Le chorégraphe Bruno Benne renouvelle les mouvements de la danse baroque en s’inspirant des fontaines royales et de la musique d’Händel dans Vifs – Water Music.
Tous ces spectacles sont portés par une même conviction : notre patrimoine n’est pas poussiéreux. Il est au cœur d’une conversation passionnante entre hier et aujourd’hui.
[Vidéo] Racines vivantes
Retrouver des racines vivantes…
Depuis le début de ce siècle, la Fondation Royaumont se passionne pour certaines traditions orales et s’interroge sur la notion de racine. Dans un monde où le divers décroît, il nous semble en effet important de défendre la diversité culturelle, de revenir aux sources.
Non pas par nostalgie, mais pour comprendre d’où l’on vient, et surtout, comment ce passé continue de vivre en nous.
Car les racines sont vivantes. Les identités voyagent, elles se transforment, elles s’embrassent. Elles racontent des histoires de connexion et de réinvention. A travers elles, c’est le dialogue des cultures que nous voulons célébrer.
Plusieurs artistes illustrent ce thème tout au long de la Saison.

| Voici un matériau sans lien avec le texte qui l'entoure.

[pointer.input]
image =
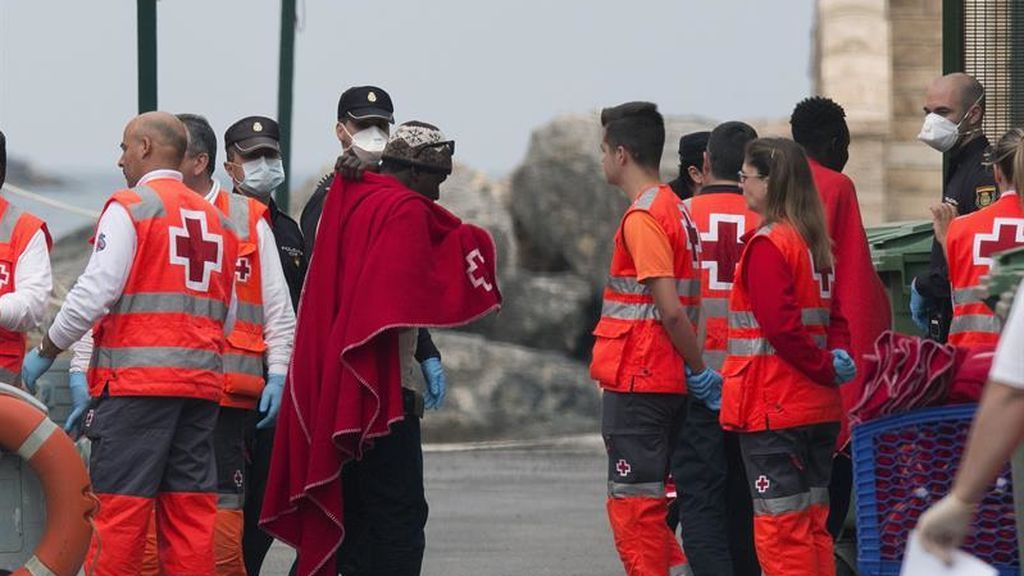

Avec À la source du raï, Sofiane Saidi et Théo Ceccaldi revisitent cette musique emblématique de l’Algérie en compagnie d’un grand orchestre formé à l’abbaye.
Dans Incas et conquistadors, les musiciens réinventent la rencontre des cultures amérindiennes et européennes, en les plaçant enfin sur un pied d’égalité.
Sofiane Saidi et Théo Ceccaldi reviennent ensuite avec Dzair, une forme plus intime, qui articule mémoire personnelle et liens entre les deux rives de la Méditerranée.
Immersive Maqâm nous plonge dans les traditions musicales du Moyen-Orient, en combinant improvisation, technologie et écoute profonde.
Ce sont des poésies mayas et des voix mexicaines qui résonnent dans Je n’ai plus de nom, traversant langues, générations et partitions.
Mélodies grecques marque le retour d’une compositrice d’aujourd’hui à sa langue maternelle et aux sonorités de sa jeunesse.
Enfin, The Dancing Isles célèbre les traditions gaéliques d’Irlande et d’Écosse à travers une musique vivante, festive et collective.
À travers tous ces concerts, une même idée : nos racines ne nous enferment pas ; elles nous relient.